I am not the first man to wave my finger and shake my head at Greg Hardy. I don't think there's anyone who has made excuses for his particular domestic abuse case. But there is a segment of the population that is willing to forget. These are not necessarily bad people. They're usually those who look at professional sports as a video game and the players in it, nothing more than characters off the field. Sadly, thugs like Ray Rice and Greg Hardy have forced us to realize these men have lives off the field. I'm not saying that no one deserves a second chance. I've defended Rice and his now wife in the past, by saying that the fact that they're still together doesn't make him a monster or her weak willed. We don't know the inner workings of their relationship. And I'm not suggesting that Greg Hardy should never be allowed to work again. I'm saying I don't want him on a team that I root for.

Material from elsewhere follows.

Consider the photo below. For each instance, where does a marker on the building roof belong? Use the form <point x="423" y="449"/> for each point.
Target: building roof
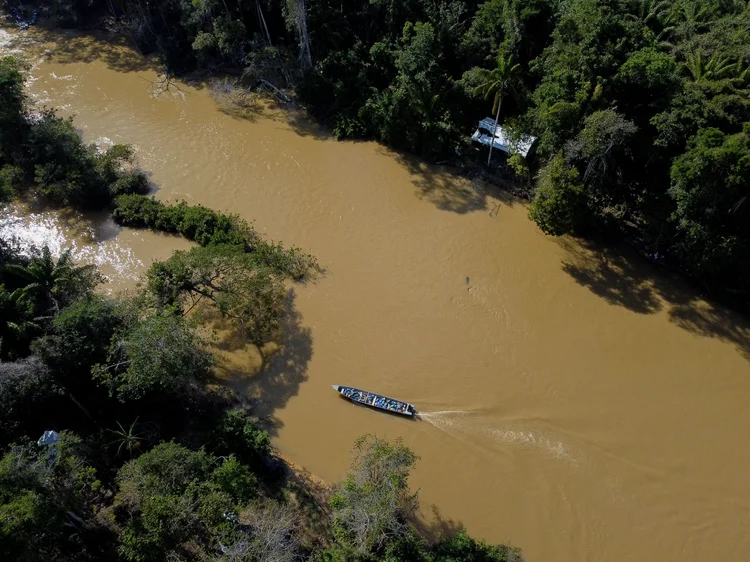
<point x="503" y="139"/>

Over the last few years I've been a huge defender of outspoken athletes and celebrities. Our country has entered a state of perpetual outrage that wants to defend every group. Even Charles Barkley came under fire for joking about the weight of women in San Antonio. Because, hey, we all know Texas is known for sticking to salads and P90X right? In today's society sticks and stones can break your bones but words can ruin your life. While I hear the argument that "free speech comes with consequences" on a weekly basis, the consequences of domestic violence in the public eye is brushed off unless we see the video. It's impossible not to remember the NFL choosing to suspend Ray Rice for only two games before the security footage of his savage beating leaked. During that same month, we saw people like Adam Richman and Anthony Cumia lose their jobs over things they said on Twitter and Instagram. Now I defended Cumia and Richman on social media and was called a racist or sexist for advocating for, not what they said, but their ability to say it. I was told that free speech comes with responsibility and that these men did not properly represent their companies. So did Rice and Hardy represent the NFL with great honor? Because they were allowed to keep their jobs, until the NFL felt guilty for shrugging off woman beating as "shit happens". If a Mel Gibson movie was released today, there would be protests at theaters across America from African American, Jewish, and women's groups for the things that he said. But when Ray Rice showed up to Ravens training camp last summer, he was met with applause and support. If you don't remember who John Rocker is, just think of Kenny Powers with less class and public speaking ability. He was essentially blacklisted from baseball after saying all kinds of racist and homophobic things. But Ben Roethlisberger, Michael Vick, Donte Stallworth, Leonard Little and others were allowed back into the NFL after serving brief suspensions.
You say that, as a Patriots fan, I am a hypocrite because I loved Randy Moss. In fact, Randy Moss was one of my favorite athletes. If you have the balls to claim Randy Moss and Greg Hardy are in the same category you're an idiot. Let's go over Moss's days as a naughty boy. He smoked weed in college. That claim is about equal to saying he's guilty of breathing in college. He had that incident with the meter maid where he did what we've all wanted to do to a meter maid at some point, bump them with our car. He coined the phrase "Straight cash homey" which has done nothing but give us a great clip for sports talk radio. And, ah yes, he did the most disgusting act that Joe Buck has ever seen. He pretended to pull down his pants in front of Packers fans. Greg Hardy gave one of the more savage beatings I've ever heard described to a woman who didn't quite stack up to his professional athlete measurements. I'll let you decide which of these two men is worse.
Maybe I'm being overly sensitive. Maybe it is important to protect peoples feeling from mean words. Maybe it's far less important to set an example and stop thugs like Greg Hardy from brutally beating women. But the NFL told me I was right. The NFL are the ones I heard the idea of No More from. You know, when they hired trained actors to cry on cue for the camera in ads telling up we need to stop domestic violence. They told us to stop making excuses for these people. They said it's up to us to take action. No more ignoring it and turning a blind eye, they told us. It would be nice if Roger Goodell and the NFL started taking their own advice. I only ask that Robert Kraft and the New England Patriots do just that.